In the north, the 49.ID was losing ground to the US 30-ID’s offensive to reach Wurselen. Gen von Schwerin was now totally disillusioned with the war. He had been very successful in the Balkans, receiving the Knight’s Cross in 1943. But Schwerin was not a National Socialist and as the war dragged on, he struggled constantly at having to serve a master in whom he did not believe. When Hitler’s order to defend the city of Aachen at any cost came down to him, he quickly resolved to surrender Aachen upon the beginning of the Americans’ assault. He drafted a letter expressing such intentions in secret and planned to deliver it to the Americans when their offensive started. His letter was discovered during an SS raid in Aachen while they were evacuating civilians from their homes. To add to all this, the German Army spent enormous time and effort controlling the civilian populace of Aachen. Even after a forced evacuation by the SS troops, it was estimated that some 40.000 civilians remained in the city during the siege.

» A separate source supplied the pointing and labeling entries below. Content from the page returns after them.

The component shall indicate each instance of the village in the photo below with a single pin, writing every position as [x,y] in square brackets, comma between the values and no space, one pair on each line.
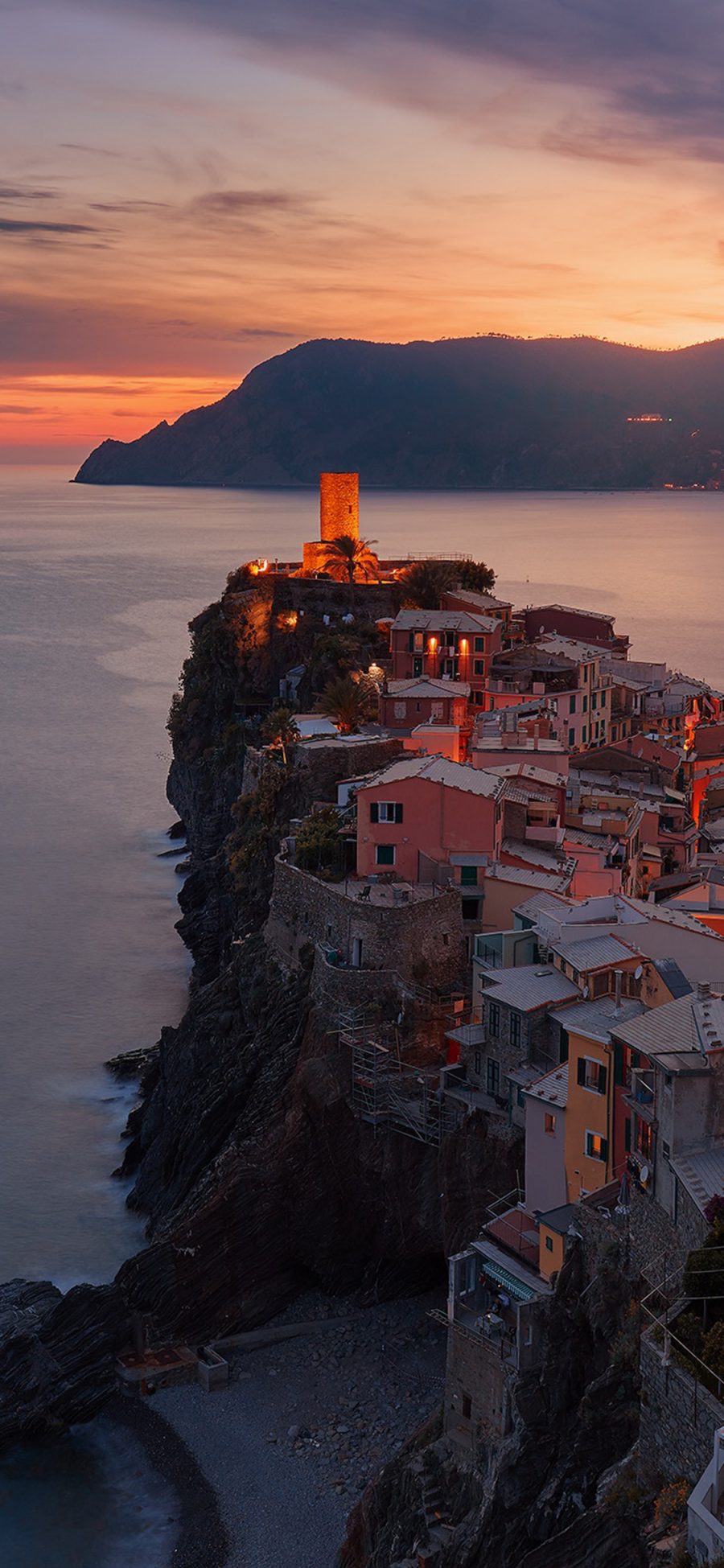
[519,916]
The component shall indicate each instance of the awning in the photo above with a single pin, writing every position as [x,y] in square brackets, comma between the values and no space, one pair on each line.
[516,1288]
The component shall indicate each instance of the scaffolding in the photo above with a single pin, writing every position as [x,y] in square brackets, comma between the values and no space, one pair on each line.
[389,1093]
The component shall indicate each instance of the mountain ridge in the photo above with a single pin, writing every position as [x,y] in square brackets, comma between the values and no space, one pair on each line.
[479,413]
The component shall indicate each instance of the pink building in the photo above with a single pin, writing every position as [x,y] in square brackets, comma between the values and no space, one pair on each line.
[421,813]
[446,645]
[423,702]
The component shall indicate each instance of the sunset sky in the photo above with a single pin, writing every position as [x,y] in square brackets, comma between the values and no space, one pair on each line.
[193,185]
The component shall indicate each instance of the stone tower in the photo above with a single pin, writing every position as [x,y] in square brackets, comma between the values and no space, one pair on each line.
[339,505]
[339,513]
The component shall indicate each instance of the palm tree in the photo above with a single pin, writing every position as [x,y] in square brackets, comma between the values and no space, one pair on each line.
[348,703]
[348,558]
[281,730]
[425,582]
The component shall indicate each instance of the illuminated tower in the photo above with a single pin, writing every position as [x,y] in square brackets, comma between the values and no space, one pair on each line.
[339,505]
[339,513]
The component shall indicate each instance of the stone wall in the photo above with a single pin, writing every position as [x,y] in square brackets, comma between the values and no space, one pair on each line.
[475,1373]
[679,1419]
[421,941]
[656,1239]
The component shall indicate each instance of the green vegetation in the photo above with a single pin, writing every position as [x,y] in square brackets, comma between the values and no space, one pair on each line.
[350,560]
[348,703]
[254,839]
[475,576]
[425,582]
[281,731]
[319,844]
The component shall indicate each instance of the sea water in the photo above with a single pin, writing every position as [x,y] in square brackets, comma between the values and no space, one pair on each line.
[96,590]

Aachen was primarily Catholic and therefore had been persecuted by the Nazis. They saw the oncoming American attack as liberation. Many of them hunkered down in cellars or attics, trying to avoid the SS troops sent to root them out of their homes, waiting for the Americans. A combination of logistical shortages and lack of air cover due to poor weather forced Hodges to halt his offensives in mid-September. The pause in fighting allowed the Americans to re-tool their units for decisive action. Hobbs planned to make a three-pronged attack in the north, employing all the regiments of the US 30-ID simultaneously. The 117-IR (Col Johnson), was ordered to seize the high ground in the vicinity of Mariadorf to secure the division’s left flank. The 120-IR (Col Purdue), was ordered to seize the high ground northeast of Wurselen and also to cut off the Aachen–Jülich highway running northeast out of Aachen. The 119-IR (Col Sutherland), was ordered to take the north of Wurselen in order to link up with elements of the US 1-ID and close the encirclement of the city.

In the south, Huebner’s 1-ID was also preparing to resume its offensive. Because of his extended front, he could only free the 18-IR (Col Smith), for his portion of the attack. In preparation for the attack, Col Smith organized special pillbox assault teams equipped with flamethrowers, Bangalore torpedoes, beehive munitions, and demo charges. They trained for several days on the tactics to reduce pillboxes. Smith also task-organized M-10 tank destroyers and 155-MM howitzers for direct fire suppression of fortifications. Additionally, tanks and tank destroyers were used for a variety of secondary purposes. Flamethrower tanks were especially useful for clearing out pillboxes and bunkers. Bulldozer tanks were used to bury those pillboxes that could not be destroyed.

On the German side, Koechling was assembling ad-hoc units from stragglers, deserters, and anyone else he could throw into the lines. Then on Oct 7, von Rundstedt released his theater reserve, the I.SS-Panzer-Corps to Koechling to reinforce the defenses of the city. Unfortunately, Koechling was so desperate for reinforcements, that he began committing the Panzer Corps units as soon as they arrived in his sector, rather than waiting to use them as a concentrated force. The same day, the US 30-ID resumed its offensive in the form of a massive aerial bombardment, followed by mass artillery barrages. The division commenced its ground assault immediately after the strikes. Determined patrolling had revealed the locations of most of the Germans’ manned fortifications, so the attack was focused on destroying those positions. The division attacked from Alsdorf south towards Ubach and Wurselen, with their final objective being Hill 194 south of Wurselen.